Já ouviu falar que determinado filme resistiu à prova do tempo? Pois O Pagador de Promessas é o exemplo genuíno da afirmação. Não apenas em sua temática, mas também em sua execução. De fato, não fosse a ausência de cor e a jovem Gloria Menezes presente seria fácil esquecer que o filme não é um lançamento.
Zé quase perdeu seu melhor amigo em uma tempestade. Uma árvore caiu em seu burro (!), e o bichinho ficou entre a vida e a morte. Após procurar especialistas e tentar todo tipo de medicamento, Zé do burro decidiu fazer uma promessa. Prometeu a santa Bárbara levar nos ombros uma cruz e depositá-la em sua igreja no dia em sua homenagem. Mas onde o lavrador mora não existe nenhuma imagem de Sta Bárbara, logo ele fez a promessa à Iansã sua "versão" no candomblé. O Burro se curou, e lá foi Zé pagar sua promessa, com sua esposa a acompanhá-lo. Contudo, ao saber das condições em que a promessa fora firmada o padre proibiu que Zé entrasse na igreja com a cruz. Como o pagador de promessa se recusou a ir embora antes de "pagar o que deve" ao santo, não demorou muito para o circo se armar. Com direito a imprensa, alto clero, devotos do candomblé, polícia e até malfeitores.
Que a temática é atual, não é novidade. O sincretismo religioso é uma realidade presente na maioria de nós, ainda muitas maioria das pessoas finge haver barreiras e normas para a fé. Especialmente após a proliferação de igrejas evangélicas nas últimas décadas.
Então Anselmo Duarte nos mostra a lavagem da escadaria, a roda de capoeira, o berimbau servindo de instrumento de fundo para a Ave Maria da procissão, tudo na porta da igreja. Duas festas se misturando em uma única fé. O que só torna a aflição e injustiça em relação a Zé mais evidente. Além, claro, da sensação de que as pessoas com menor conhecimento das normas, melhor compreendem a fé. Embora esta esta blogueira não acredite que a barganha seja a melhor forma de expressar e compreender a fé. Mas a preocupação e crença de Zé são verdadeiras.
A direção segura mantém o filme em um ritmo constante. E embora este se passe praticamente todo em uma mesma locação, nunca se torna enfadonho ou repetitivo. O elenco também não erra o tom, e apresenta verdadeiros conflitos internos, determinação, e ações desesperadas. Glória Menezes nos faz alternar constantemente entre torcer ou não, para a esposa que caiu em tentação. Enquanto Leonardo Villar, nos faz ter certeza de sua determinação, tão rápido quanto Geraldo Del Rey nos faz desconfiar de Bonitão.

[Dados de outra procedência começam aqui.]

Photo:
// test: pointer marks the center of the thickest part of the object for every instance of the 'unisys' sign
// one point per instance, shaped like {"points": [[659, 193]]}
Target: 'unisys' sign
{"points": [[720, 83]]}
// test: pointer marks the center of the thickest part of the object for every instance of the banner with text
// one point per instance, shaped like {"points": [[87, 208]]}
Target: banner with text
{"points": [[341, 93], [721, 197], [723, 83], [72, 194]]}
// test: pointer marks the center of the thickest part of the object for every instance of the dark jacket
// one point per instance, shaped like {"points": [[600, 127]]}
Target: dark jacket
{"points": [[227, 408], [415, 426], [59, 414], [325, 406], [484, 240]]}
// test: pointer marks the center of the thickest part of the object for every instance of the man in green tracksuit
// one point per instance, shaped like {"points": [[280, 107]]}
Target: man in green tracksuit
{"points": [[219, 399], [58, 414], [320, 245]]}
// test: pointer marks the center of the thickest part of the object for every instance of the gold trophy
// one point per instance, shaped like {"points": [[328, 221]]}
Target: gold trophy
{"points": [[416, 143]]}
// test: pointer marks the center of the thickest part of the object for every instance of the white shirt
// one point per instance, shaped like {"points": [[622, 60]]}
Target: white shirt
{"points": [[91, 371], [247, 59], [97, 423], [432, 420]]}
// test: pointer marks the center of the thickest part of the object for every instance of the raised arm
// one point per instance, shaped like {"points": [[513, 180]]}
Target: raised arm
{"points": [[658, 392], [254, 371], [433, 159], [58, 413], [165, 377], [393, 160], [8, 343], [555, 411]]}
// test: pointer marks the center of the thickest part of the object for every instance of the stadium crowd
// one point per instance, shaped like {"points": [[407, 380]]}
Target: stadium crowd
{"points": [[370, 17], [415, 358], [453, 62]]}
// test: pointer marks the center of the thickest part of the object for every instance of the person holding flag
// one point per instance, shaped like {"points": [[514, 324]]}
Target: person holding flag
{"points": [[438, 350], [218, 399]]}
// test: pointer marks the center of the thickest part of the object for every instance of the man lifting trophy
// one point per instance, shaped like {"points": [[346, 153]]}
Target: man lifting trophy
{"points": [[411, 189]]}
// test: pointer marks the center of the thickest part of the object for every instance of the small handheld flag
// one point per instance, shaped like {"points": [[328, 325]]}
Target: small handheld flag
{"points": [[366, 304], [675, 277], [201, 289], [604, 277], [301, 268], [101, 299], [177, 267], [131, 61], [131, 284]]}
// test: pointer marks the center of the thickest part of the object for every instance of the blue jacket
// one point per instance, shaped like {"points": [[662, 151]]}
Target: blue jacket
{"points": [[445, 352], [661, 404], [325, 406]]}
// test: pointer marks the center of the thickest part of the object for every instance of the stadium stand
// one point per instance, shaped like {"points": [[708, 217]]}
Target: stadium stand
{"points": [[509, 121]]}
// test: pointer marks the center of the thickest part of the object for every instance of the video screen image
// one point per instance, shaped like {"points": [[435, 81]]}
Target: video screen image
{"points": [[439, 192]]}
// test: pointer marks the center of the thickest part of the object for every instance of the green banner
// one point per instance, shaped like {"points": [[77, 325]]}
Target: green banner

Tudo reforçado com imagens vistas de cima, que nos fazem pensar que deus (seja ele qual for), está observando tudo. O Pagador de Promessas é um retrato honesto e melancólico de uma parte rica e complexa de nossa cultura, seus impasses e consequências. E eu acreditava que carregar a cruz por sete léguas era tarefa difícil!